Dans un petit salon-salle à manger, la surface totale dépasse rarement ce seuil. Le risque n’est donc pas le fractionnement de la zone carrelée, mais bien la jonction avec le parquet. Trois familles de solutions existent pour traiter ce raccord :
- Le profil de jonction en aluminium ou en laiton, encastré dans la chape avant la pose des deux revêtements, qui absorbe les mouvements différentiels tout en restant discret.
- Le joint de finition souple (mastic polyuréthane ou silicone), appliqué entre les deux matériaux, qui laisse chaque sol se dilater librement mais demande un entretien périodique.
- La barre de seuil plate, solution la plus simple à poser en rénovation, qui masque la différence de niveau mais crée une légère surépaisseur au sol.
Différence de niveau entre carrelage et parquet : un problème fréquent en petit espace
Un carrelage collé sur chape atteint une épaisseur totale différente de celle d’un parquet flottant posé sur sous-couche. L’écart se situe souvent autour de quelques millimètres, parfois davantage selon le format du carreau et l’épaisseur de la colle. Dans un grand séjour, un léger décalage passe inaperçu. Dans une pièce où l’on circule constamment entre la table et le canapé, une marche de quelques millimètres se sent sous le pied à chaque passage.

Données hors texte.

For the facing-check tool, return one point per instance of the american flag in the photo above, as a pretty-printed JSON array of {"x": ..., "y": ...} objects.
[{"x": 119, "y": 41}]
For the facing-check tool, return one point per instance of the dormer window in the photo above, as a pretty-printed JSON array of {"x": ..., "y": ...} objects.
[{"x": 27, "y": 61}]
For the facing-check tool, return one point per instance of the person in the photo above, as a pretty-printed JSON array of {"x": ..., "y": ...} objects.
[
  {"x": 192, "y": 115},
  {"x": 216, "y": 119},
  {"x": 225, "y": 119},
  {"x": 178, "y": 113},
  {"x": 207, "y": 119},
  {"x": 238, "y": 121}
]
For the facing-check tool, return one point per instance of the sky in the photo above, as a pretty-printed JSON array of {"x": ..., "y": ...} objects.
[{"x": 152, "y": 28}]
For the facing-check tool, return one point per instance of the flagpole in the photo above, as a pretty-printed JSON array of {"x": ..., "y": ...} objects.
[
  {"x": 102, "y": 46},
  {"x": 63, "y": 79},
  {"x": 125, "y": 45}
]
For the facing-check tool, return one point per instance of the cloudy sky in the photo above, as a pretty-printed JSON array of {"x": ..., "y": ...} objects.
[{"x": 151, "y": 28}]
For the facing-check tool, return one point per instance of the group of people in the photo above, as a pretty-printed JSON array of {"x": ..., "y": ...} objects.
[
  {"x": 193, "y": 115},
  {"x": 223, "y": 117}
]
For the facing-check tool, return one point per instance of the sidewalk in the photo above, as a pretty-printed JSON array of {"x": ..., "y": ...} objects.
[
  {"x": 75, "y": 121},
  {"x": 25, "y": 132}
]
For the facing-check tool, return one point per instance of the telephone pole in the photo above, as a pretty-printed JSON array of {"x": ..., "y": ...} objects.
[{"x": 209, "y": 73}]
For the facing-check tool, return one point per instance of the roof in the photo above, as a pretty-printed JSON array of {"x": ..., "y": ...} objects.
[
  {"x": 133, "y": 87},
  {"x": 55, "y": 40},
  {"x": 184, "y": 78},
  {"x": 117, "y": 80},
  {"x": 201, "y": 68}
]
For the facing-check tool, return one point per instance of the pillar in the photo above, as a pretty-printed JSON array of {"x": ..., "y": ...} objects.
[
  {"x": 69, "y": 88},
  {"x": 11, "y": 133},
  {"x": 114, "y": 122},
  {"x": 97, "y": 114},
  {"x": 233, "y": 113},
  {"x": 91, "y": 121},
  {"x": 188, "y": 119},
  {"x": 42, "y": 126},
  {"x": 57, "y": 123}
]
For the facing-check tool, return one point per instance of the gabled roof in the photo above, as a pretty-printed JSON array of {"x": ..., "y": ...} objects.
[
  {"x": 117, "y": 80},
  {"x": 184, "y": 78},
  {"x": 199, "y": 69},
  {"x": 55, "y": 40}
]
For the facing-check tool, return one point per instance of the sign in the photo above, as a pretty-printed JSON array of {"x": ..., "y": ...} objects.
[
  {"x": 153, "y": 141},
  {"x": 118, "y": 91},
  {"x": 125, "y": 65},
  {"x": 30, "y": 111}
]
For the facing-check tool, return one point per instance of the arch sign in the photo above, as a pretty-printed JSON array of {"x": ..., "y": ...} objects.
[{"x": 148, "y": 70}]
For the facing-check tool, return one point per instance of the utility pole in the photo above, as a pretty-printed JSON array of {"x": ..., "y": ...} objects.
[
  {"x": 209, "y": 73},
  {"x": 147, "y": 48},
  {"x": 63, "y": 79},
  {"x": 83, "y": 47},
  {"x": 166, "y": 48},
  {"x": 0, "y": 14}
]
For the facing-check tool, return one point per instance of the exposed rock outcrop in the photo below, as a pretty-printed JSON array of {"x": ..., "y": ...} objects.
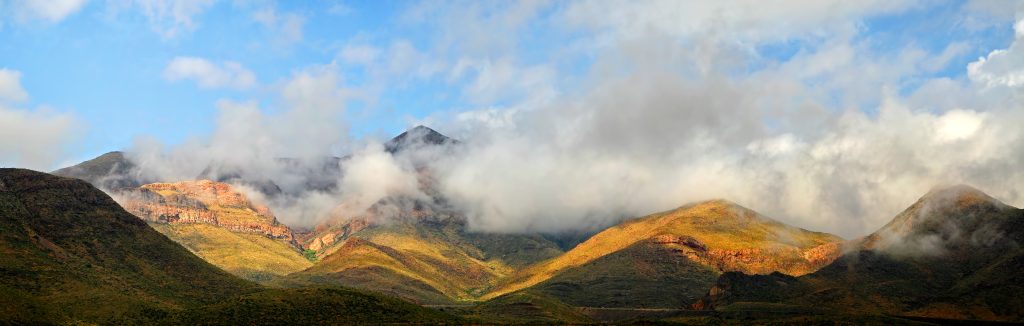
[{"x": 203, "y": 202}]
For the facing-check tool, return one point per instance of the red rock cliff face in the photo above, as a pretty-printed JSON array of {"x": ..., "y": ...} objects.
[
  {"x": 787, "y": 259},
  {"x": 203, "y": 202}
]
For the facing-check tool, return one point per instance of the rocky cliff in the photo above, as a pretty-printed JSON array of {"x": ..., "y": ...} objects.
[{"x": 203, "y": 202}]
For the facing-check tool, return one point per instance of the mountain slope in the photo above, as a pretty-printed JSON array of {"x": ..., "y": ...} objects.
[
  {"x": 220, "y": 225},
  {"x": 416, "y": 138},
  {"x": 954, "y": 253},
  {"x": 671, "y": 257},
  {"x": 423, "y": 255},
  {"x": 109, "y": 171},
  {"x": 71, "y": 253}
]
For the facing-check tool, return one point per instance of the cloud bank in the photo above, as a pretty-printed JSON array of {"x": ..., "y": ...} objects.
[
  {"x": 646, "y": 106},
  {"x": 31, "y": 138}
]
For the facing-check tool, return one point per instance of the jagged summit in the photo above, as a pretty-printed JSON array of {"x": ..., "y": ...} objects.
[
  {"x": 417, "y": 136},
  {"x": 961, "y": 195}
]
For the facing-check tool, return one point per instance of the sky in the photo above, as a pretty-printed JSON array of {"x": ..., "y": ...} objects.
[{"x": 828, "y": 115}]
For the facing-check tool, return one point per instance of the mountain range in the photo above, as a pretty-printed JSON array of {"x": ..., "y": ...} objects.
[{"x": 204, "y": 245}]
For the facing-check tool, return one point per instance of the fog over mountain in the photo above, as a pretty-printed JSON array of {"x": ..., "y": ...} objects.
[{"x": 673, "y": 104}]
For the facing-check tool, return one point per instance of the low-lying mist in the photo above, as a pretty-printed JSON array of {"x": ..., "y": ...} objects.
[{"x": 838, "y": 148}]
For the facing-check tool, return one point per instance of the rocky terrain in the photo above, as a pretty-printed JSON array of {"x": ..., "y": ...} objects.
[
  {"x": 955, "y": 253},
  {"x": 690, "y": 245}
]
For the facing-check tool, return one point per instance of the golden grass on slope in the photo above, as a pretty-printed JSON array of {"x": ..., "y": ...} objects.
[
  {"x": 422, "y": 256},
  {"x": 249, "y": 255},
  {"x": 719, "y": 225}
]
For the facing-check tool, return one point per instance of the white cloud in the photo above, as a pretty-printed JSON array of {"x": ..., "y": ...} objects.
[
  {"x": 210, "y": 75},
  {"x": 339, "y": 8},
  {"x": 50, "y": 10},
  {"x": 287, "y": 28},
  {"x": 359, "y": 54},
  {"x": 168, "y": 17},
  {"x": 10, "y": 86},
  {"x": 958, "y": 124},
  {"x": 31, "y": 138},
  {"x": 1001, "y": 67}
]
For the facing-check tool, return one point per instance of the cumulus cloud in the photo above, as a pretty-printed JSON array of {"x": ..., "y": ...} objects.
[
  {"x": 168, "y": 17},
  {"x": 675, "y": 103},
  {"x": 1001, "y": 67},
  {"x": 49, "y": 10},
  {"x": 10, "y": 86},
  {"x": 31, "y": 138},
  {"x": 249, "y": 143},
  {"x": 210, "y": 75},
  {"x": 287, "y": 28},
  {"x": 818, "y": 139}
]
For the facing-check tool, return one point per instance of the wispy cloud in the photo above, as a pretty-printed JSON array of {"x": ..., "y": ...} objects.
[{"x": 210, "y": 75}]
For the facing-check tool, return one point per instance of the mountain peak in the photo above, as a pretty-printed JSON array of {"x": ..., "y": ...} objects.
[
  {"x": 946, "y": 216},
  {"x": 417, "y": 136},
  {"x": 961, "y": 194}
]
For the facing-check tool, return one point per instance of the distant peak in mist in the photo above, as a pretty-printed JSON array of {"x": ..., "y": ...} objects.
[{"x": 417, "y": 136}]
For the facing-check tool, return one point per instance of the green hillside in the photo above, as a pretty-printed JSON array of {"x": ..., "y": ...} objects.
[
  {"x": 954, "y": 254},
  {"x": 251, "y": 256},
  {"x": 427, "y": 257},
  {"x": 72, "y": 255}
]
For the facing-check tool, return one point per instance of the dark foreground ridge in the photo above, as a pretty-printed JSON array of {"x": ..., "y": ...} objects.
[{"x": 72, "y": 255}]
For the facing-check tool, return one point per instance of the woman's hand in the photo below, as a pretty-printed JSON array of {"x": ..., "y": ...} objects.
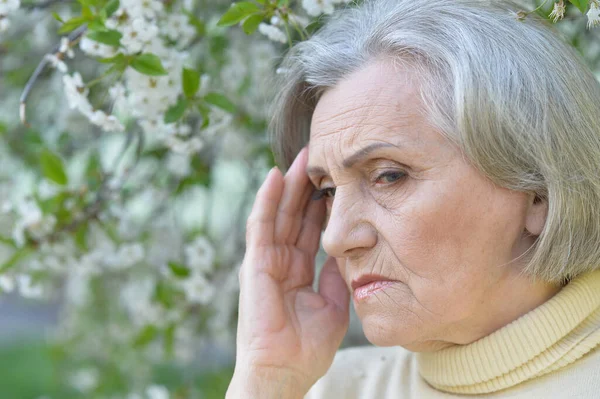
[{"x": 287, "y": 334}]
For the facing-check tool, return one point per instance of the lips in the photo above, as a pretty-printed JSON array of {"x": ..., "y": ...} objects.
[{"x": 366, "y": 279}]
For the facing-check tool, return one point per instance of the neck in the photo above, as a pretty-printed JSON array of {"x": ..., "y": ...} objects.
[{"x": 513, "y": 296}]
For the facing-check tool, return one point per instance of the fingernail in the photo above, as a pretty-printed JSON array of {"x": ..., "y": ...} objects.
[{"x": 273, "y": 169}]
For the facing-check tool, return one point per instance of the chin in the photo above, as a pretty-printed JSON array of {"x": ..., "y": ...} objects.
[{"x": 383, "y": 332}]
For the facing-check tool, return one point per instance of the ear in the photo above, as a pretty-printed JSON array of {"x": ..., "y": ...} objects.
[{"x": 536, "y": 215}]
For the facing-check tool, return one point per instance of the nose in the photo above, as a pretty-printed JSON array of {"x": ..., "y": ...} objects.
[{"x": 348, "y": 231}]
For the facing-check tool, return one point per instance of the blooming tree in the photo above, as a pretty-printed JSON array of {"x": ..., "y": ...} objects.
[{"x": 132, "y": 140}]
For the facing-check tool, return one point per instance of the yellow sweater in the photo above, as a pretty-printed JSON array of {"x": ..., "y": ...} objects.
[{"x": 551, "y": 352}]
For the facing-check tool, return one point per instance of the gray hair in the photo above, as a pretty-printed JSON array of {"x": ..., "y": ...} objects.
[{"x": 515, "y": 98}]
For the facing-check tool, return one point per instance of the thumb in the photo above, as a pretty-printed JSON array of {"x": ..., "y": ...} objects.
[{"x": 333, "y": 287}]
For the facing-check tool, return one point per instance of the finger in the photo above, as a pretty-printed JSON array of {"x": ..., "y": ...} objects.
[
  {"x": 289, "y": 213},
  {"x": 260, "y": 226},
  {"x": 333, "y": 287},
  {"x": 297, "y": 227},
  {"x": 310, "y": 234}
]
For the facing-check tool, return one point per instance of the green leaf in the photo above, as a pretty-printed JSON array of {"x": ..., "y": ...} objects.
[
  {"x": 110, "y": 37},
  {"x": 205, "y": 112},
  {"x": 582, "y": 5},
  {"x": 96, "y": 25},
  {"x": 237, "y": 12},
  {"x": 148, "y": 64},
  {"x": 111, "y": 7},
  {"x": 53, "y": 167},
  {"x": 219, "y": 100},
  {"x": 179, "y": 270},
  {"x": 191, "y": 81},
  {"x": 71, "y": 25},
  {"x": 145, "y": 336},
  {"x": 81, "y": 235},
  {"x": 169, "y": 339},
  {"x": 251, "y": 23},
  {"x": 57, "y": 17},
  {"x": 198, "y": 24},
  {"x": 17, "y": 256},
  {"x": 175, "y": 112},
  {"x": 86, "y": 12}
]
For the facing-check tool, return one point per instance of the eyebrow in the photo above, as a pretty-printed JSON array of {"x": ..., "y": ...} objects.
[{"x": 352, "y": 159}]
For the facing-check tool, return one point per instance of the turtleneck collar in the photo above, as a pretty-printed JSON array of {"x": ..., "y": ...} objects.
[{"x": 547, "y": 338}]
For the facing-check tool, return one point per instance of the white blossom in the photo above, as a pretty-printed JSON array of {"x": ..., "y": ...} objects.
[
  {"x": 27, "y": 288},
  {"x": 198, "y": 289},
  {"x": 107, "y": 122},
  {"x": 149, "y": 9},
  {"x": 96, "y": 49},
  {"x": 177, "y": 27},
  {"x": 178, "y": 164},
  {"x": 272, "y": 32},
  {"x": 126, "y": 256},
  {"x": 558, "y": 11},
  {"x": 137, "y": 34},
  {"x": 31, "y": 220},
  {"x": 275, "y": 20},
  {"x": 8, "y": 6},
  {"x": 47, "y": 189},
  {"x": 593, "y": 15},
  {"x": 157, "y": 392},
  {"x": 180, "y": 146},
  {"x": 76, "y": 93},
  {"x": 65, "y": 47},
  {"x": 84, "y": 380},
  {"x": 317, "y": 7},
  {"x": 7, "y": 284},
  {"x": 4, "y": 24},
  {"x": 200, "y": 254},
  {"x": 56, "y": 62}
]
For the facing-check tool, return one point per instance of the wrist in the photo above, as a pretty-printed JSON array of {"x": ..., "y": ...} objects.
[{"x": 266, "y": 385}]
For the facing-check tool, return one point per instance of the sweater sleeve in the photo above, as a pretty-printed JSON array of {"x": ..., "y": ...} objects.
[{"x": 340, "y": 381}]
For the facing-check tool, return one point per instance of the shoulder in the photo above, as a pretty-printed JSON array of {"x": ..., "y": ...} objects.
[{"x": 363, "y": 372}]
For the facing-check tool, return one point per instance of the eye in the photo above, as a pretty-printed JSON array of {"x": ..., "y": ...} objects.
[
  {"x": 328, "y": 192},
  {"x": 391, "y": 176}
]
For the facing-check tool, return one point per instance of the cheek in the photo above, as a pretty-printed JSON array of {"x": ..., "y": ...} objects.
[{"x": 440, "y": 249}]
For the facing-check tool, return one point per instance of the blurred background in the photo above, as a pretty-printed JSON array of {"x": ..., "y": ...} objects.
[{"x": 132, "y": 142}]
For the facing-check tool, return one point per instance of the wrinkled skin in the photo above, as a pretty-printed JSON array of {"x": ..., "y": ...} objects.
[
  {"x": 416, "y": 212},
  {"x": 413, "y": 211}
]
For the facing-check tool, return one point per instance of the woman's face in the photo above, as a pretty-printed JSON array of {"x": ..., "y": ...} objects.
[{"x": 409, "y": 207}]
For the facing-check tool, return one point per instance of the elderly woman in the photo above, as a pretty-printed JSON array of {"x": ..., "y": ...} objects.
[{"x": 455, "y": 151}]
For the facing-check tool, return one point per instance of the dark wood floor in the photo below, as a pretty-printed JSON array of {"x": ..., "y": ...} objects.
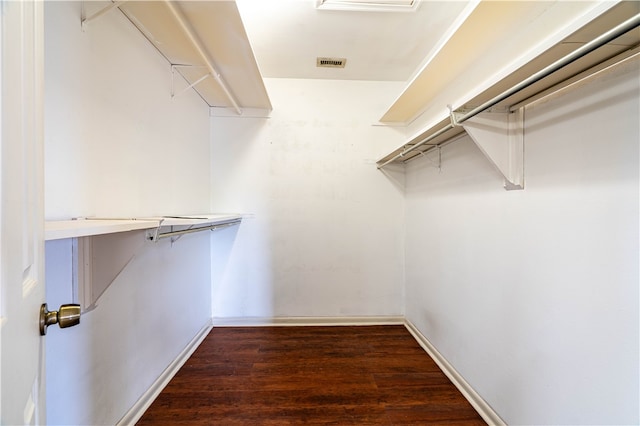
[{"x": 371, "y": 375}]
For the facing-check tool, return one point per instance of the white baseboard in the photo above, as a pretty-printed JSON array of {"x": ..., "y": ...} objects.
[
  {"x": 135, "y": 413},
  {"x": 306, "y": 321},
  {"x": 486, "y": 412}
]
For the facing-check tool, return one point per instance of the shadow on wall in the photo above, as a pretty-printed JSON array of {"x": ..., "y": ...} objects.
[{"x": 234, "y": 285}]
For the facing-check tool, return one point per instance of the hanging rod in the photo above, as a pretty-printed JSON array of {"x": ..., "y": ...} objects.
[
  {"x": 196, "y": 43},
  {"x": 585, "y": 49},
  {"x": 155, "y": 235}
]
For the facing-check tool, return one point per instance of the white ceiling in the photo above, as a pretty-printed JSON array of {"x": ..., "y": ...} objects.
[{"x": 288, "y": 35}]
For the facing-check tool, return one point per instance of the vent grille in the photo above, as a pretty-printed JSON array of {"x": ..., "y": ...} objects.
[{"x": 331, "y": 62}]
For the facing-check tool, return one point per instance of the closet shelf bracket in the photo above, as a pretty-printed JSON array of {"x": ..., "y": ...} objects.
[
  {"x": 86, "y": 19},
  {"x": 174, "y": 67},
  {"x": 500, "y": 137},
  {"x": 156, "y": 234}
]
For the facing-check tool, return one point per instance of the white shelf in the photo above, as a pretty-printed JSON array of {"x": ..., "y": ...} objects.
[
  {"x": 609, "y": 39},
  {"x": 191, "y": 220},
  {"x": 59, "y": 229},
  {"x": 86, "y": 227}
]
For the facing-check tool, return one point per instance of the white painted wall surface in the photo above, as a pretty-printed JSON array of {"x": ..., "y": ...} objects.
[
  {"x": 326, "y": 235},
  {"x": 117, "y": 145},
  {"x": 533, "y": 295}
]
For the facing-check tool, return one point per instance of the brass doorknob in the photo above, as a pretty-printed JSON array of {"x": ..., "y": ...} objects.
[{"x": 67, "y": 316}]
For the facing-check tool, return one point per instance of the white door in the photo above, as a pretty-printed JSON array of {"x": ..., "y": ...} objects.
[{"x": 22, "y": 289}]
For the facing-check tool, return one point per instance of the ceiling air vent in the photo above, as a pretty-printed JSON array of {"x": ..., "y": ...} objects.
[{"x": 331, "y": 62}]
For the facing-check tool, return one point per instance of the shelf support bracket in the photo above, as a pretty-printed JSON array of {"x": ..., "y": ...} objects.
[
  {"x": 85, "y": 20},
  {"x": 190, "y": 86},
  {"x": 500, "y": 137}
]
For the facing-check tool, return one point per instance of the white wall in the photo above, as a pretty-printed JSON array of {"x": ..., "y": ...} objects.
[
  {"x": 117, "y": 145},
  {"x": 325, "y": 238},
  {"x": 533, "y": 295}
]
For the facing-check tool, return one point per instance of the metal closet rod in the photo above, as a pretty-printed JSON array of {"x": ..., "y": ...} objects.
[
  {"x": 201, "y": 228},
  {"x": 589, "y": 47},
  {"x": 196, "y": 43}
]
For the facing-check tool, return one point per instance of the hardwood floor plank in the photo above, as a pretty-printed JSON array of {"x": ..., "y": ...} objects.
[{"x": 367, "y": 375}]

Pour corriger ce décalage, la solution la plus fiable consiste à prévoir un ragréage différencié avant la pose. La zone destinée au parquet reçoit une couche de ragréage plus épaisse pour compenser l’écart. Cette étape se décide en amont : une fois les deux revêtements posés, il n’existe pas de rattrapage propre.
Les retours terrain divergent sur l’utilisation de sous-couches épaisses pour compenser le niveau. Certains poseurs ajoutent une sous-couche de forte densité sous le parquet flottant pour gagner un ou deux millimètres. La norme NF DTU 51.11 ne l’interdit pas explicitement, mais une sous-couche trop épaisse peut dégrader la stabilité de la lame et amplifier l’effet de rebond à la marche.

Carrelage effet bois ou vrai parquet : quel choix pour un salon-salle à manger unifié
Une alternative souvent évoquée consiste à poser du carrelage imitation parquet sur toute la surface, supprimant le problème de jonction. Le carrelage effet bois a beaucoup progressé en termes de rendu visuel. En revanche, il ne reproduit ni la souplesse ni la chaleur tactile du bois, ce qui se ressent dans un espace de vie où l’on marche pieds nus.
L’option inverse, un parquet massif ou contrecollé posé partout, pose un problème de résistance dans la zone repas. Les chutes de couverts, les pieds de chaise et les projections de liquide sollicitent le bois bien plus qu’un carrelage.
Le choix de deux matériaux distincts reste donc pertinent dans un petit salon-salle à manger, à condition d’anticiper les trois points techniques décrits plus haut : planéité du support, traitement de la jonction comme un joint de dilatation, et rattrapage de niveau avant pose. Le tracé de la jonction structure visuellement la pièce sans cloison, en délimitant la zone repas de l’espace détente par le sol lui-même.
Un dernier point mérite attention : le sens de pose du parquet. Dans une pièce étroite, orienter les lames dans le sens de la longueur agrandit visuellement l’espace. Si le carrelage adopte un format rectangulaire posé dans le même sens, la continuité visuelle entre les deux zones gagne en cohérence, même avec deux matériaux différents.